For immediate release – April 23, 2019
Media Contacts:
Talasi Brooks, Western Watersheds Project (208)336-9077; tbrooks@westernwatersheds.org
Collette Adkins, Center for Biological Diversity (651) 955-3821; cadkins@biologicaldiversity.org Lindsay Larris, WildEarth Guardians (310) 923-1465; llarris@wildearthguardians.org
Brooks Fahy, Predator Defense, (541) 937-4261; brooks@predatordefense.org
Gary Macfarlane, Friends of the Clearwater (208) 882-9755; gary@friendsoftheclearwater.org
APPEALS COURT REINSTATES IDAHO WOLF-KILLING CASE AGAINST GOVERNMENT
BOISE, Ida. – In a victory for a coalition of wildlife conservation groups, the Ninth Circuit Court of Appeals today overturned an Idaho court’s dismissal of their lawsuit challenging Wildlife Services’ wolf-killing in the state. The lawsuit alleges that the federal agency has failed to properly analyze or disclose the effects of its killing campaign against these iconic carnivores.
“With the new decision, we can return to the heart of the matter: whether or not Wildlife Services adequately reviewed the ecological consequences of killing scores of wolves each year in Idaho,” said Talasi Brooks, attorney with Western Watersheds Project. “This lawsuit is all about dispelling the myths and propaganda about the ‘big, bad wolf’ and getting federal agencies to acknowledge the overwhelming scientific evidence that killing wolves to reduce livestock losses or increase populations of hunted wildlife is cruel, pointless, and doesn’t work.”
Wildlife Services is a federal agency under the U.S. Department of Agriculture that kills native carnivores, notably including wolves, at the behest of the livestock industry. In 2017, Wildlife Services killed 1.3 million native animals nationwide.
“Wildlife Services’ barbaric 19th-century mismanagement of wildlife needs to catch up to 21st Century scientific knowledge,” said Collette Adkins, carnivore conservation director at the Center for Biological Diversity. “Wildlife Services hasn’t considered the effects of its wolf killing campaign in Idaho since before wolves lost their federal protections, and since then, scientists have shown that killing wolves does nothing to prevent livestock losses.”
Some sportsmen’s groups have demonized wolves as a cause of lower populations of elk or deer, especially in the Lolo Zone in Idaho’s Clearwater Basin. Yet hunter kill numbers for both species are near record levels, statewide.
“The Clearwater Basin in Idaho offers some of the best large carnivore habitat in the Lower 48. We are happy that the District Court will now look at the issue on its merits. Science shows that wolves are self-regulating and don’t need to be gunned down,” said Gary Macfarlane, Ecosystem Defense Director of Friends of the Clearwater.

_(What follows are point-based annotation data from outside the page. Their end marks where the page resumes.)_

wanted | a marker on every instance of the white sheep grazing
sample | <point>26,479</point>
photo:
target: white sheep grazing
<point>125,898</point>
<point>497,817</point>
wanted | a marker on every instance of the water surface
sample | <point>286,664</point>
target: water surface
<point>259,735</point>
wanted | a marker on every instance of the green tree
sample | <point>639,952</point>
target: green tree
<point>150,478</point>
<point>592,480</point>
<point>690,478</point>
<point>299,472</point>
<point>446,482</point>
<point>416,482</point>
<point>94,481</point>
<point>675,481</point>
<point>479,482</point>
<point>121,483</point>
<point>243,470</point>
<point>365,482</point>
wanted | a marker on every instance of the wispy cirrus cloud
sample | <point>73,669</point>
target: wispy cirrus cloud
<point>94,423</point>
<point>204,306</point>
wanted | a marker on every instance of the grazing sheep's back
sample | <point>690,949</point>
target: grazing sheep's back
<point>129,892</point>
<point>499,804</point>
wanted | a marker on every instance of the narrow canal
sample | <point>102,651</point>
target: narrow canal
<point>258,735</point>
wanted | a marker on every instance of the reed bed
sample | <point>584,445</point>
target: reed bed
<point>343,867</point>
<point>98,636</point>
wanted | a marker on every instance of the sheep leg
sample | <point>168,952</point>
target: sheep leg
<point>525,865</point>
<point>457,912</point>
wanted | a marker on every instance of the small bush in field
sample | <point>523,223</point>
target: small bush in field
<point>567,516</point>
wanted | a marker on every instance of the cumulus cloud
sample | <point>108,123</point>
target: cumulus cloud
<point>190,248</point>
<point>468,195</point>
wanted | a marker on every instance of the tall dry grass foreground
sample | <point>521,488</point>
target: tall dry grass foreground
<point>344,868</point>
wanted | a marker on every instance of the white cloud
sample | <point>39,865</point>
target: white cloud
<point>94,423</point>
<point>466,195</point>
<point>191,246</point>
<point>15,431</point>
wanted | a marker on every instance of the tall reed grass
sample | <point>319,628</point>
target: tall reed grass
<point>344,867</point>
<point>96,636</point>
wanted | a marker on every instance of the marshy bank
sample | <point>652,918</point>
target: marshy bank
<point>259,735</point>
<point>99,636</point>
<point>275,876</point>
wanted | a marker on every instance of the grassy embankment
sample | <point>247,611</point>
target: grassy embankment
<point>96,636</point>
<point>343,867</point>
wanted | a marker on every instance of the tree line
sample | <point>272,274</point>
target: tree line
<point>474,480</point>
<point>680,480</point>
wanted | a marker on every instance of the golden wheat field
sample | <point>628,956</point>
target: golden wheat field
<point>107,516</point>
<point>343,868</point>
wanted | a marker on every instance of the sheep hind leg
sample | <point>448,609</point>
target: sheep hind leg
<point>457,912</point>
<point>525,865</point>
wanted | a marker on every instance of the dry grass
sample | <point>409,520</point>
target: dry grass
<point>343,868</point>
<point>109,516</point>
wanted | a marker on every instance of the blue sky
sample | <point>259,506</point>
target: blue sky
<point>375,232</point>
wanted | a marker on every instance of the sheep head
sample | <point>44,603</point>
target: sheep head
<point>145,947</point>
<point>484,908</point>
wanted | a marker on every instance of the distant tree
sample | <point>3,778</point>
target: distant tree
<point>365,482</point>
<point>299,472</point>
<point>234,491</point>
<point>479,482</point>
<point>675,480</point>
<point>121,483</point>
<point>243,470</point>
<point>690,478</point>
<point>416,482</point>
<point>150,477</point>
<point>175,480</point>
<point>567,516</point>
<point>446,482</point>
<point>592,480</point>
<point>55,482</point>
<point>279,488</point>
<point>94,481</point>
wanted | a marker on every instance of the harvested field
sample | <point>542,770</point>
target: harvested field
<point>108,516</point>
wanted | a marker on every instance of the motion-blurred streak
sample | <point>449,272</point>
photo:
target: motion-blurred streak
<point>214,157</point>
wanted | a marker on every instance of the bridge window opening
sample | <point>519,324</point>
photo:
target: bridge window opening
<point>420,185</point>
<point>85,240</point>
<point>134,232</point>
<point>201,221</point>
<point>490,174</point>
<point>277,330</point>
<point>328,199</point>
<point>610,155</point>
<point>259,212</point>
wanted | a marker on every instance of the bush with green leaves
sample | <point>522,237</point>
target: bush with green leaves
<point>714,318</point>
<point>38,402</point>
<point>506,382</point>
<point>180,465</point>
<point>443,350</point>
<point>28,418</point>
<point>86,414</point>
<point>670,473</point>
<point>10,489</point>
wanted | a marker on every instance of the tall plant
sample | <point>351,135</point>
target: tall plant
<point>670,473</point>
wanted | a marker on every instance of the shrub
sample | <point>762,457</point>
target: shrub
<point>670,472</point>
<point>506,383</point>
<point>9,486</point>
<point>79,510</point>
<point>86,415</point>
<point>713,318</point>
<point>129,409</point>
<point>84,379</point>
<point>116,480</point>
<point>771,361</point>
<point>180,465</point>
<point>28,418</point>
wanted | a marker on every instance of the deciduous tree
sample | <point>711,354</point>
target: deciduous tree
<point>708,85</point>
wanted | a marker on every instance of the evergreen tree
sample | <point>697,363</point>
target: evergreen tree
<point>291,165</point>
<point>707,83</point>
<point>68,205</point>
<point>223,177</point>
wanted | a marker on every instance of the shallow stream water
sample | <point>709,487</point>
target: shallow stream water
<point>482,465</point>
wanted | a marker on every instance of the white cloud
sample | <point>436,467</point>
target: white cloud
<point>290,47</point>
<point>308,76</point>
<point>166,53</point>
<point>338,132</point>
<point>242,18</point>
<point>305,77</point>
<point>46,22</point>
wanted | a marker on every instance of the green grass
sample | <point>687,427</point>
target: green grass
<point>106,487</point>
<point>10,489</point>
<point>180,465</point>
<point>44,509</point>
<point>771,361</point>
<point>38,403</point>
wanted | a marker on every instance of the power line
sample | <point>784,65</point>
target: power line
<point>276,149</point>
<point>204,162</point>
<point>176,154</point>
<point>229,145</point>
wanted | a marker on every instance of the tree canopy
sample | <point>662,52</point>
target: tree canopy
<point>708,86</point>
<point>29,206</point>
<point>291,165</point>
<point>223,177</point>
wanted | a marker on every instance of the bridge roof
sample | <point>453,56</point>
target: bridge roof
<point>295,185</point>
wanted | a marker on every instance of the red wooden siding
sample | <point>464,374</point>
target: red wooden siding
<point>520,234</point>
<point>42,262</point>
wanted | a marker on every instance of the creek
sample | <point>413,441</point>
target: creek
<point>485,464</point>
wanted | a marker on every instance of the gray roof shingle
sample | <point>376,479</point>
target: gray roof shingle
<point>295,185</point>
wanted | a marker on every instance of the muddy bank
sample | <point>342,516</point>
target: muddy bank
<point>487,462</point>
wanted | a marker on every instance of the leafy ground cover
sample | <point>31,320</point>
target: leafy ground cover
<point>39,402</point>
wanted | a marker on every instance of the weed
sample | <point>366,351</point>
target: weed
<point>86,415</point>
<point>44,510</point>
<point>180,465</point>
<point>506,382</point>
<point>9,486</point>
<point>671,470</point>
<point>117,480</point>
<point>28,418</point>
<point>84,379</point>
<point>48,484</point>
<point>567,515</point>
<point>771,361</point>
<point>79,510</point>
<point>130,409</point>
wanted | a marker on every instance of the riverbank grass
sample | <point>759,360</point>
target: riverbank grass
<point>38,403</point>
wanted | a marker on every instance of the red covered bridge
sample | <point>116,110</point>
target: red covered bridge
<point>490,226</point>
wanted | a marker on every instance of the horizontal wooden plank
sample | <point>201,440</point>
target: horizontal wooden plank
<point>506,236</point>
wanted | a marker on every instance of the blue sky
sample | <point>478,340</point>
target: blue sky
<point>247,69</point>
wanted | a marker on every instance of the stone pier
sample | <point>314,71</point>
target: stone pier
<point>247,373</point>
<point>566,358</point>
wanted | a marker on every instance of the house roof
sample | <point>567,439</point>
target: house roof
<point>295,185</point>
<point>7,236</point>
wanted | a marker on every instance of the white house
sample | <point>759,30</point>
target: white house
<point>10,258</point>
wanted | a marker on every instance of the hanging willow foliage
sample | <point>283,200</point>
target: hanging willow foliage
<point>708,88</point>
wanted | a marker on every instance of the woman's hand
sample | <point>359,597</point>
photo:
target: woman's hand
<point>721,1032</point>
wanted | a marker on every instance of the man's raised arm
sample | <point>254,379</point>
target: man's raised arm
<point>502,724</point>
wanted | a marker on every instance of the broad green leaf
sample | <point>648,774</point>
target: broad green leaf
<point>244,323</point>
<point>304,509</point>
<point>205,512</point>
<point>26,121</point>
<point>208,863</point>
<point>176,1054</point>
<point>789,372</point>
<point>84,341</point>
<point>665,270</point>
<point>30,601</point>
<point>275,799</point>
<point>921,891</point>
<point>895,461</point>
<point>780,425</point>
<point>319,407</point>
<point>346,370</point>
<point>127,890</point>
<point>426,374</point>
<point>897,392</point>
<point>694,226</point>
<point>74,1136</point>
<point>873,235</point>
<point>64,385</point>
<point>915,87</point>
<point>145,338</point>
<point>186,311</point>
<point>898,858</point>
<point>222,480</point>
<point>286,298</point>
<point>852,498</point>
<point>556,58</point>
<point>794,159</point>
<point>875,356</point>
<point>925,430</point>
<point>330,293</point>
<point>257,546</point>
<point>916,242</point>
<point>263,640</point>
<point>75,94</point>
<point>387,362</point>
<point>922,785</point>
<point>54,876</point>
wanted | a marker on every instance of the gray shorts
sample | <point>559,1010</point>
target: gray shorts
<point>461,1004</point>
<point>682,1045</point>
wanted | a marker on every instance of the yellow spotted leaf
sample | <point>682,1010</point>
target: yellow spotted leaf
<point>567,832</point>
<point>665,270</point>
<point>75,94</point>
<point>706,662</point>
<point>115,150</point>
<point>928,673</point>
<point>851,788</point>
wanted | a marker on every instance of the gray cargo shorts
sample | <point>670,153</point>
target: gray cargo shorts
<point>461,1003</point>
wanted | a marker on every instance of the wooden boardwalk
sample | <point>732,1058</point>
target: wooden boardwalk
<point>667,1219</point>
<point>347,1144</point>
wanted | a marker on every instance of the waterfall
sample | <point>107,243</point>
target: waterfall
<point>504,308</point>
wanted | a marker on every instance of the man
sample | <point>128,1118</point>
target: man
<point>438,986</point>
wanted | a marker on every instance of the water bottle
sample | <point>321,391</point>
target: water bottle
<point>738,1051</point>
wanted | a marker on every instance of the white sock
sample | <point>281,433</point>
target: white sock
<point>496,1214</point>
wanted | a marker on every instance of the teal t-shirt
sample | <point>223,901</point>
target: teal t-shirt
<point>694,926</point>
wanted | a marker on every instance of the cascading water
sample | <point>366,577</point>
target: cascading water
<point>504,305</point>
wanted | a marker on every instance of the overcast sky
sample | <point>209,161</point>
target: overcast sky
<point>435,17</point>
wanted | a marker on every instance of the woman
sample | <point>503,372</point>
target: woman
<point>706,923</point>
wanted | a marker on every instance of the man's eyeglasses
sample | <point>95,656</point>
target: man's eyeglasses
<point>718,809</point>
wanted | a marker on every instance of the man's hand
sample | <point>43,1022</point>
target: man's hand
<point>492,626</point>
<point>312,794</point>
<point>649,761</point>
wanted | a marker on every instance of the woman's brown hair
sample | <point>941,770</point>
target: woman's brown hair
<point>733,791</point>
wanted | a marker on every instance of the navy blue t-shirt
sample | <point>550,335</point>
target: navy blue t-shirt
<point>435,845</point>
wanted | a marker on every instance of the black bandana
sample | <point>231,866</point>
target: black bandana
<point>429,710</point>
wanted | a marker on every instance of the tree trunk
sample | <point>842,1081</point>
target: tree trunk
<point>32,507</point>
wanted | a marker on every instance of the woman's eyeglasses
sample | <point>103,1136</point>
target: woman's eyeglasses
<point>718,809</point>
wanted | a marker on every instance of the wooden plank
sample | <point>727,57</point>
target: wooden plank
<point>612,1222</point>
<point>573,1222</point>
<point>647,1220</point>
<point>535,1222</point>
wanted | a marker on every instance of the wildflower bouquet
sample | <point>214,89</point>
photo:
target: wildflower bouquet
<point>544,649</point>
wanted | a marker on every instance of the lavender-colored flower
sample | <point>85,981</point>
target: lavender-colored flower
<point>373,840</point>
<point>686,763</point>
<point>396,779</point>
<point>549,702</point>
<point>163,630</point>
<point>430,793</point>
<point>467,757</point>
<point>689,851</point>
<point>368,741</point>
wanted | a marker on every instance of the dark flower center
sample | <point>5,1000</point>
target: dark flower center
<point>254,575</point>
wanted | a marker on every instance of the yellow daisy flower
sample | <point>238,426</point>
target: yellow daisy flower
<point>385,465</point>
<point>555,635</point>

The lawsuit calls for new analysis that would consider the impacts of the federal killing program in the context of the state’s management of Idaho’s wolf population. The Idaho Department of Fish and Game no longer relies on radio collar data to monitor wolf populations, instead basing guesses on hair snag surveys and camera traps. It has nevertheless extended wolf hunting and trapping seasons. And it has given taxpayer money to the so-called “Foundation 4 Wildlife Management” to fund bounties on wolves in certain parts of Idaho.
“All of these changes paint a macabre backdrop for Wildlife Services’ wolf-killing, which only exacerbates the effects of the pressures already levied against wolves in Idaho,” said Brooks Fahy, Executive Director of Predator Defense.
“Efforts to conserve wolves have never been more important,” said Lindsay Larris, Wildlife Program Director at WildEarth Guardians. “With the changes in wolf management that have occurred since Wildlife Services last considered its activities’ impacts, we have to ask ourselves, did we recover wolves just to wipe them out again?”
Western Watersheds Project and Advocates for the West represented the groups in the litigation.